Peter Lautz, der stellv. Vorsitzende des Landesverbands Pferdesport, verwies auf die Problematik, dass die Haftung bei Schäden, die Pferde in Panik auf der Flucht vor Wölfen anrichteten, von ihren Haltern getragen werden müssten. Der Voerder Deichgräf und Landwirt Ingo Hülser stellt sich prinzipiell gegen Wölfe am Niederrhein, Zäune seien nicht überall möglich, aber für ihn auch landschaftlich unerwünscht. Kritische Töne auch von der Tierärztin Viola Hebeler, die die Effizienz des Herdenschutzes europaweit in Frage stellte.
Deichgräf warf Regisseur „romantisches Bild“ vor
Peter Malzbender von der Nabu Kreisgruppe Wesel fehlte wohl aus technischen Gründen in der Runde. Ursprünglich zugesagt, dann aber kurzfristig abgesagt hatte dagegen die Kreisjägerschaft.

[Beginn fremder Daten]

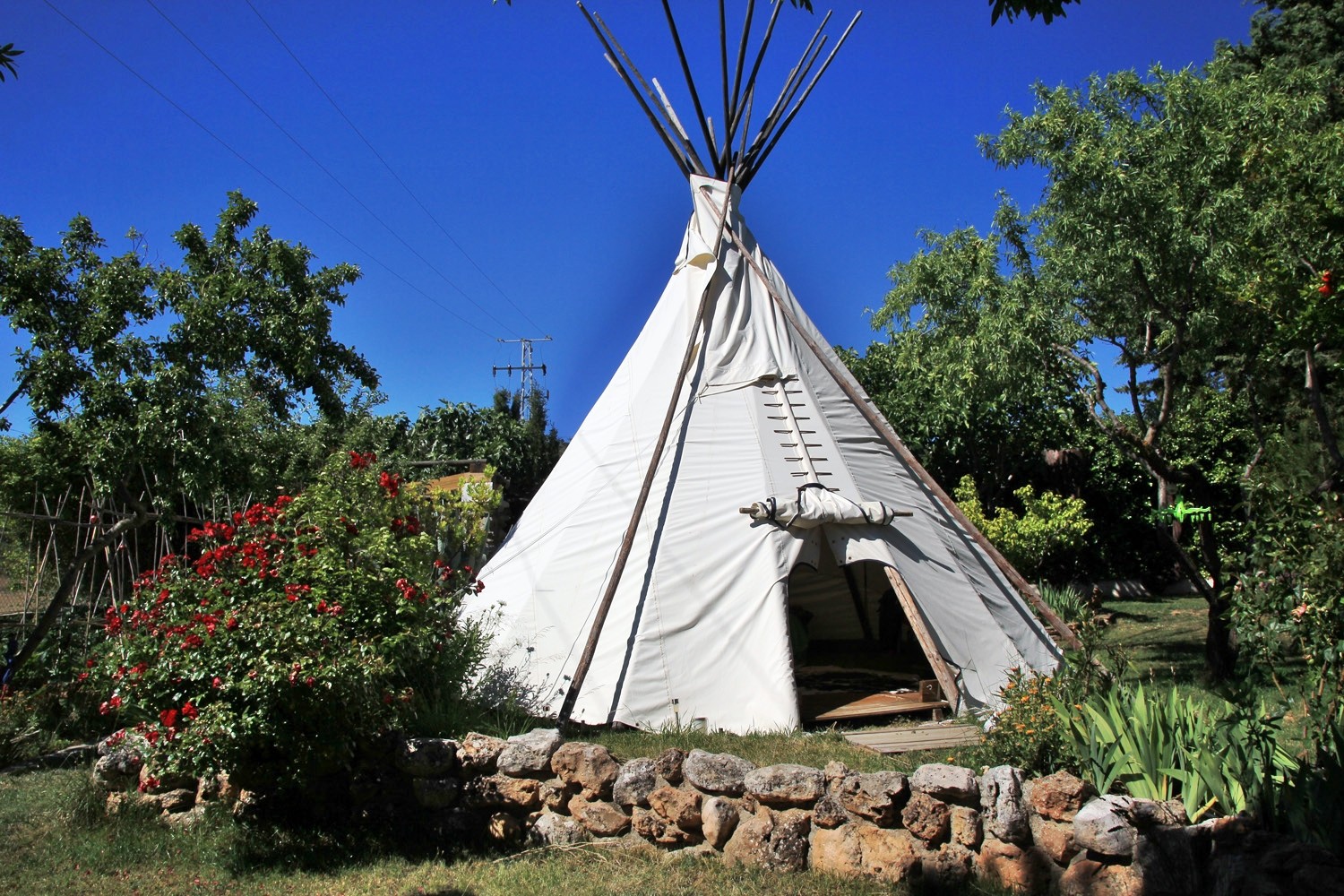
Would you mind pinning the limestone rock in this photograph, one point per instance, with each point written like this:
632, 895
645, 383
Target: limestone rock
494, 791
676, 806
478, 754
161, 782
650, 825
1002, 801
785, 786
530, 755
949, 866
718, 821
177, 799
636, 780
599, 818
209, 788
1090, 877
926, 818
836, 850
183, 818
1059, 796
556, 831
588, 766
876, 796
427, 756
830, 812
1055, 839
554, 794
228, 790
504, 828
435, 793
965, 826
892, 855
1104, 826
949, 783
835, 771
118, 769
247, 805
717, 772
1013, 866
773, 840
862, 848
668, 764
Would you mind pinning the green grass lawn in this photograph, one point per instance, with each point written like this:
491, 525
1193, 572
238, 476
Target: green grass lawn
1160, 641
53, 840
56, 840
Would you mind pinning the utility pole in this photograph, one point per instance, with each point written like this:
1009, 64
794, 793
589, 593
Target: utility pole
526, 367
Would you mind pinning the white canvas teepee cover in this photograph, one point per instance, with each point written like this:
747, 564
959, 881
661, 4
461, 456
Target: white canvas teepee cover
699, 618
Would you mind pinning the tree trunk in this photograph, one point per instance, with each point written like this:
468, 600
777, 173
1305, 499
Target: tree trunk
1219, 641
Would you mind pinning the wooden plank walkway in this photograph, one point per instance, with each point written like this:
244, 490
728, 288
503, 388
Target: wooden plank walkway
932, 735
883, 704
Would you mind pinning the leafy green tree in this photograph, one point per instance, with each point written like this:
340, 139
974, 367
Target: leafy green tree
142, 378
968, 374
1136, 222
7, 56
523, 450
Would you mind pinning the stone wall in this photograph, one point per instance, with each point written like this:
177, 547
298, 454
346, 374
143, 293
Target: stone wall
941, 825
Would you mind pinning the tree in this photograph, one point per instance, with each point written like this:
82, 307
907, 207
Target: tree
1137, 220
142, 376
7, 56
523, 452
968, 373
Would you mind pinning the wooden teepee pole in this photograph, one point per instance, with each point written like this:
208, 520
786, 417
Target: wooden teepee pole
581, 670
900, 447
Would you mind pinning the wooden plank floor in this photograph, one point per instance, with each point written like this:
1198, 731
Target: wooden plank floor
933, 735
882, 704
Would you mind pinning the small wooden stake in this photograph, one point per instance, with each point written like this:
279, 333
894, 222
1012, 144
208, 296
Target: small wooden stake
941, 670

Naturschutz und Nutztierhaltung, Ökologie und Wirtschaft. Und in diesem Spannungsfeld auch noch Kultur! Der Dinslakener Regisseur Adnan Köse arbeitet derzeit an einem Dokumentarfilm über Jos de Bruin. Am Ende der Veranstaltung zeigte er rund sieben Minuten lang Vorabmaterial aus der Wolfauffangstation in Sonsbeck. Doch bevor die Bilder überhaupt für sich sprechen konnte, wurde Köse von Ingo Hülser vorgeworfen, ein „romantisches Bild vom Wolf“ zeichnen zu wollen, die Tendenz des Abends sei damit vorgegeben – der Regisseur protestierte, Vollmert musste die Wogen glätten. Naturschutz, Herdenschutz, Sachlichkeit und Streitkultur im einer Kultur-Landschaft. Gloria reißt Schafe. Aber sie reißt auch vieles andere an.